An idea would be to open the workbook and copy sheets from one workbook to another. However, as per the docs at openpyxl.workbook.workbook module you can only use copy_worksheet(from_worksheet)
function within the workbook that they belong to.
Therefore, maybe we can read the file in once as as binary file and then perhaps use a function to create a new work book from the single binary file (e.g., load_workbook(b_file)
). This would avoid loading the Excel file over and over.
The code below:
- Loads an Excel file (it has multiple sheets for example:
['Instructions', 'SalesPivot', 'Sales Data', 'MyLinks']
). The file is available to download from here. It has formatting and filters or slicers on a different sheet to the main data sheet.

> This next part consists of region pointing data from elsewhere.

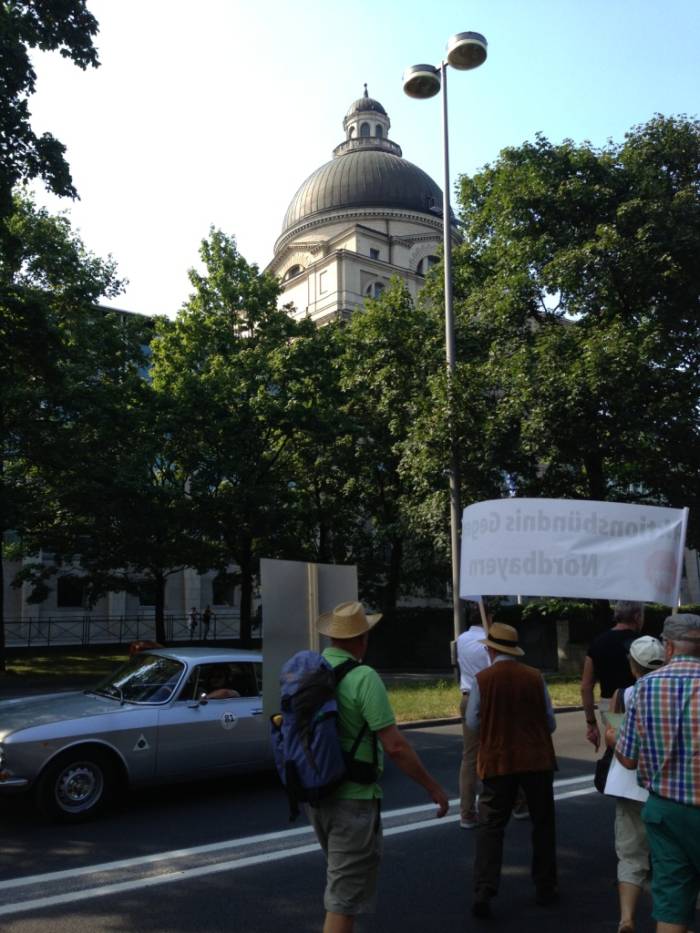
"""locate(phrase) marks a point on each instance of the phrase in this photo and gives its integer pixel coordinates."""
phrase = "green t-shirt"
(362, 697)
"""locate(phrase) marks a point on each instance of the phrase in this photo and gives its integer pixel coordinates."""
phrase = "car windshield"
(146, 678)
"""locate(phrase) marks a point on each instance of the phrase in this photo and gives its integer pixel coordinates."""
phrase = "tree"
(65, 26)
(577, 280)
(390, 350)
(62, 350)
(231, 363)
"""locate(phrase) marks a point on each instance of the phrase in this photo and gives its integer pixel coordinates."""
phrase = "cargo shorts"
(350, 834)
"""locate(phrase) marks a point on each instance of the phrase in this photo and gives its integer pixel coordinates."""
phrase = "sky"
(215, 112)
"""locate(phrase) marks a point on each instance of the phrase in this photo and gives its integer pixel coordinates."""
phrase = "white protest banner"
(572, 547)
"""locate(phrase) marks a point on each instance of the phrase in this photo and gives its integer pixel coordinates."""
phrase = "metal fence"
(85, 630)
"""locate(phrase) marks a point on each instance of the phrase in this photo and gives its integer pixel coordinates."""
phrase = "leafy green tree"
(233, 364)
(61, 351)
(390, 351)
(65, 26)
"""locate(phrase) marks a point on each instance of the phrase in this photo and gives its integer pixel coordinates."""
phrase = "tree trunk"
(246, 566)
(391, 590)
(3, 663)
(159, 580)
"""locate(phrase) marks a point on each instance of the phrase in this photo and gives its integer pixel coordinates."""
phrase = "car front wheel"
(76, 786)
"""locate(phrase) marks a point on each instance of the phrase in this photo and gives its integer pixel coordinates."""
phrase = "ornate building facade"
(358, 220)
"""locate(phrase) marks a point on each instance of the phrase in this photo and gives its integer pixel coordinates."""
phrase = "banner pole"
(679, 568)
(482, 613)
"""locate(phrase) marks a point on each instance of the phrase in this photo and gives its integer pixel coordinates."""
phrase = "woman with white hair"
(633, 866)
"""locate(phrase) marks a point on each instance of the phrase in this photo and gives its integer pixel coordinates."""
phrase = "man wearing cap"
(660, 737)
(510, 707)
(606, 663)
(472, 657)
(348, 824)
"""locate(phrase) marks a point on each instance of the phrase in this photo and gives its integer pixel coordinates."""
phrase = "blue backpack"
(304, 734)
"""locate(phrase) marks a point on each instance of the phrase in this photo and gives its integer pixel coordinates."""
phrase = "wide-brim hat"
(347, 620)
(503, 638)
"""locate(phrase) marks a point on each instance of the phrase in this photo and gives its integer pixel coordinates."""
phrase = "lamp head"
(466, 50)
(421, 81)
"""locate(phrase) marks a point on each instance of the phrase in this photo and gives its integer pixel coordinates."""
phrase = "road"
(222, 855)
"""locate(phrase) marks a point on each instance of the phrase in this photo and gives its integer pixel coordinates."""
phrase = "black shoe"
(481, 908)
(546, 896)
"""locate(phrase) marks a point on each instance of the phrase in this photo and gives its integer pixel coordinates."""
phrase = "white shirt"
(472, 656)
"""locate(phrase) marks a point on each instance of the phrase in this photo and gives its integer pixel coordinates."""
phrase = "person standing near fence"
(206, 622)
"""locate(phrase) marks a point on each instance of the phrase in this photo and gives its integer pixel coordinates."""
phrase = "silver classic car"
(166, 715)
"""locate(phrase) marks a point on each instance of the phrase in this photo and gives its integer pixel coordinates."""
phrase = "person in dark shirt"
(606, 663)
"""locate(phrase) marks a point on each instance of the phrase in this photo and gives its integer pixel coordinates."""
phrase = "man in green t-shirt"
(348, 824)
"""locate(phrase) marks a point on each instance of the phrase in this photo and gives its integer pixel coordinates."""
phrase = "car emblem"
(228, 720)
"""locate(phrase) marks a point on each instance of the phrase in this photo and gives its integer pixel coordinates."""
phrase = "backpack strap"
(340, 671)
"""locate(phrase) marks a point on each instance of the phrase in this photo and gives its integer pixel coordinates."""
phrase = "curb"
(456, 720)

- Creates two lists from the list of sheetnames (a list with names mentioning 'Sales' or 'sales' and a list of sheets not mentioning 'Sales' or 'sales'. Just something for the demo. The lists could be manually created etc.
- Calls a function
createSubWb(source_wb, l)
that takes the original (main) workbook with all the sheets and a list that contains the sheet names to keep and returns a new workbook that you can save as required.
In the example code there is also a function to generate a timestamp for use in the out file name. It may not be required - change as required.
Code:
from openpyxl import load_workbook
from openpyxl import Workbook
import sys
import datetime as dt
# sample file from:
# https://www.contextures.com/excelpivottableslicers.html#download
# https://www.contextures.com/pivotsamples/regionsalesslicer.zip
# set filename/path etc.
fname = 'regionsalesslicer.xlsx'
# attempt to open the file
try:
b_file = open(fname, 'rb')
except IOError:
try:
print('Could not open/read file:', fname)
sys.exit(1)
except SystemExit:
print('Exit')
# function that takes a source workbook and a list of sheet names to keep
def createSubWb(source_wb, l):
wb = load_workbook(b_file)
for sheet in source_wb.sheetnames:
if sheet not in l:
del wb[sheet]
return wb
# function used in the output of the file to get
# give today is August 20 2021 it would output
# '2021-07-31___2021-08-31' (end if last month to end of current)
def getTimePeriod():
d = dt.date.today()
s = (str(d.replace(day=1) - dt.timedelta(days=1))
+ '___'
+ str(dt.date(d.year + d.month // 12,
d.month % 12 + 1, 1) - dt.timedelta(1))
)
return s
# sheetnames contained, in this example:
# ['Instructions', 'SalesPivot', 'Sales Data', 'MyLinks']
main_wb = load_workbook(b_file)
# create some lists
# for example just get 'SalesPivot' and 'Sales Data' names into a list to keep
keep = [sheet for sheet in main_wb.sheetnames if 'sales' in sheet.lower()]
# get anything else into another list
keep2 = [sheet for sheet in main_wb.sheetnames if 'sales' not in sheet.lower()]
# call the function with same main_wb but different lists
createSubWb(main_wb, keep).save('keep_sales_sheets' + getTimePeriod() + '.xlsx')
createSubWb(main_wb, keep2).save('keep_NON_sales_sheets' + getTimePeriod() + '.xlsx')
Results:
Two new files are created from the original file. The sample (demo) file has formatting and slicers and are working.